So I was at home recently and managed to squeeze in a quick little “hulo” to my little niece, who was standing with Gran and Pops, mouth “agog” at the size of the bus I was about to come out of. I saw her and she was all excited! With a sweet little perfect banana shaped smile and ready to bolt toward me when suddenly all that animated expression fell and she suddenly looked unsure. She had spied some kind of bearded monster emerging from behind me that she hadn’t expected.
She was told and Gran had said, “Now, Uncle Nick is coming too, do you remember? He was here at Christmas.” And although she said “yes” she wasn’t listening because she was too busy building stuff.

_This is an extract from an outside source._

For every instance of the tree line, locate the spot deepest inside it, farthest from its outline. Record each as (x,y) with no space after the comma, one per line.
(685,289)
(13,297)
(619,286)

We have a funny little relationship, my niece and I. She now knows I must be connected in some way to the people she knows, but I don’t think she knows quite in what way. I’m not there all the time, but see her often enough that she remembers who I am and sometimes talks about me when I’m not there. She knows I use a plane to come to see her, but sometimes I emerge from within her Gran’s house from “up the stairs” (the place she’s not really allowed to go). If I happened to be home and she was there, I did stop calling her name from upstairs and slowly tiptoeing down to meet her because it did dawn on me that to someone who wasn’t expecting it, this could be really rather creepy in a sort of nightmarish way. So I stopped doing it.
She can see I’m taller than her which should mean I have some kind of authority, but I make my body move in weird ways and sometimes tell her what we’re going to do but in song using a Mr. Bean sort of voice. And I tend to ask her things and talk about things that make her go “What?”, “Eh??” a lot because they don’t make sense to her. I’m not sure she knows quite what I am.
When we were walking back home from the bus stop I was stomping ahead of my niece, directing her down all the right paths. I was showing her the correct way of walking was leaning back at a slight right angle (leaning forward at the same degree also works well) fixing your arms into sharp "L" shapes and swinging them to a beat that’s in your own head in a robotic fashion, and then moving the legs in a piston type movement, marching up and down making sure the knees reach as high as a 36 year old human can.
After I was walking along the street like this shouting in a kind of Mr. Bean tone, “THIS WAY! THIS WAY AMBER, THIS WAY!!”, I heard from the distance this tiny, but frighteningly mature little voice peep, “You’re Silly”. That’s from a two and a half year old.
I just said, “What are you talking about? This is how I walk”.
I carried on walking like that for most of the way, while she carried on walking in a more human like acceptable fashion.